I just want to share a few comments on Alan Davies’s contribution to Language Testing Reconsidered.

Alan Davis is another one researcher that I met at LTRC 2008. He is very knowledgeable on the subject of language testing, and he is interested in exploring and answering deep-level issues related to language testing and not simply debating which statistical method is best for a certain analysis. Although his questions do not result in simple answers (and hence why many novice attendees at LTRC did not seem interested in what he had to say), I admire his drive to pose these socially-responsible issues even though he is far enough along in his career that he could simple sit back and rehash his previous research.

In this chapter, Davies explains the revisions in the test that eventually became IELTS. It is interesting to note that Davies seems almost aloof to the language testing idealogies that he describes. It’s as if he is fully aware of the perspective outlined in Bachman’s chapter, but that Davies doesn’t even bother to get into the debate, because from his perspective, they are all variations of the same thing, only with a new name and a new method, but still resulting in the same kind of measure.

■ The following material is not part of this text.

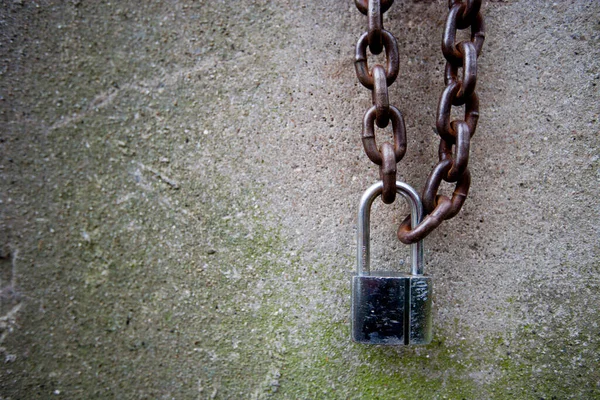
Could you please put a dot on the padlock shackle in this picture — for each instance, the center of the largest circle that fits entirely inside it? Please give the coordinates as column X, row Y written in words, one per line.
column 364, row 226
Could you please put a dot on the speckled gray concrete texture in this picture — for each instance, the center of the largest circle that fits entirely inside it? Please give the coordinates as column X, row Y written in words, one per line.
column 179, row 182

So although my take on Davies chapter is that he objectively details testing evolution while implying that it’s all rather silly, I paid extra attention to his comments about defining academic language and how current trends aim to assess it.

There is some consensus in the notion of an integrated set of language skills required to socialize students in to the acquisition of academic language” writing…is not…a stand-alone skill but part if the whole process of text response and creation; when students use both reading and writing in crucial ways, they can become a part of the academic conversation – they signal their response to academic ideas and invite others to respond to their ideas in turn” (Hamp-Lyons and Kroll, 1997, p. 19). (p. 75)

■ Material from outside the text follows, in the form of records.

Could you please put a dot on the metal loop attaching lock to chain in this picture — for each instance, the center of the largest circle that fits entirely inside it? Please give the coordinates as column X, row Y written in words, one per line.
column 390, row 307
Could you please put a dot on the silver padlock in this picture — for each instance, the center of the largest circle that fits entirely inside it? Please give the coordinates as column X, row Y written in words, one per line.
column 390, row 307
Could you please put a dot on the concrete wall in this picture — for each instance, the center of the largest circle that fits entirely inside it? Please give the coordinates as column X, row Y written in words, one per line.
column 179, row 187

If we believe that involving students in the academic conversation is important, then using test tasks that similate that conversation (such as integrated tasks) could get closer to that reality. Of course, it’s possible that Davies views these kinds of tasks indifferently: we may still end up with the same kinds of scores whether or not we use these better tasks. It may have more to do with face validity and pandering to stakeholders than it has to do with measuring a better construct (p. 84).

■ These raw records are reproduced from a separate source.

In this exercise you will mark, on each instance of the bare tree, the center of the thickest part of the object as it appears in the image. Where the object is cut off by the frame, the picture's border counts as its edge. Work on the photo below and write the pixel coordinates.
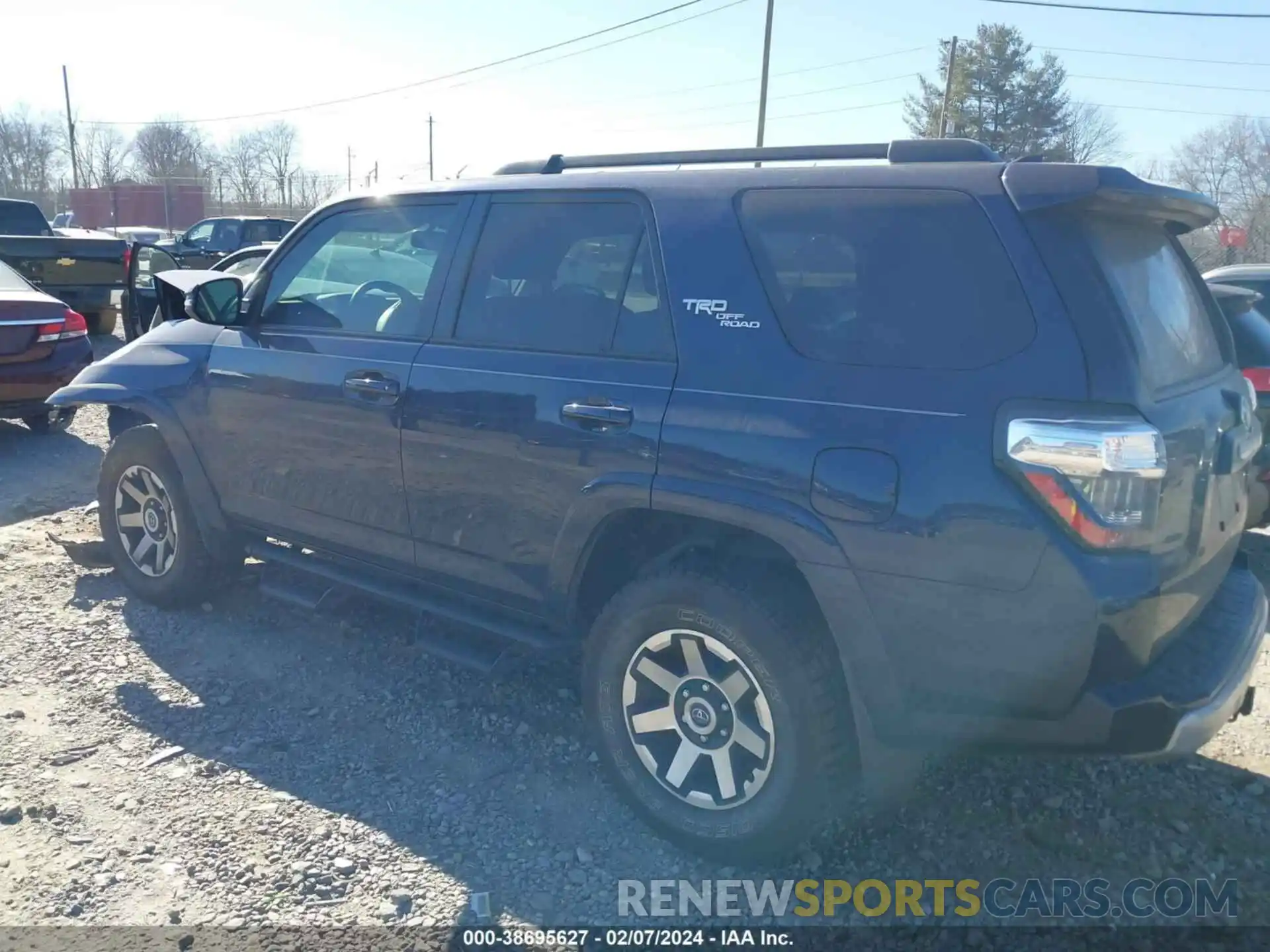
(241, 164)
(312, 190)
(103, 154)
(1231, 164)
(1090, 135)
(169, 149)
(30, 155)
(278, 146)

Then why do we do it? If not for better scores, what value do better tests hold? Davies comes to the same conclusion that I do: better tests have a more positive impact on learning aka washback. If we test in better ways, then students will focus on learning more valuable aspects of language rather than simply learning what they need to pass the test. “In other words, test validity must now take account of washback or, even more widely of test impact (Hawkey, 2006)” (p. 84).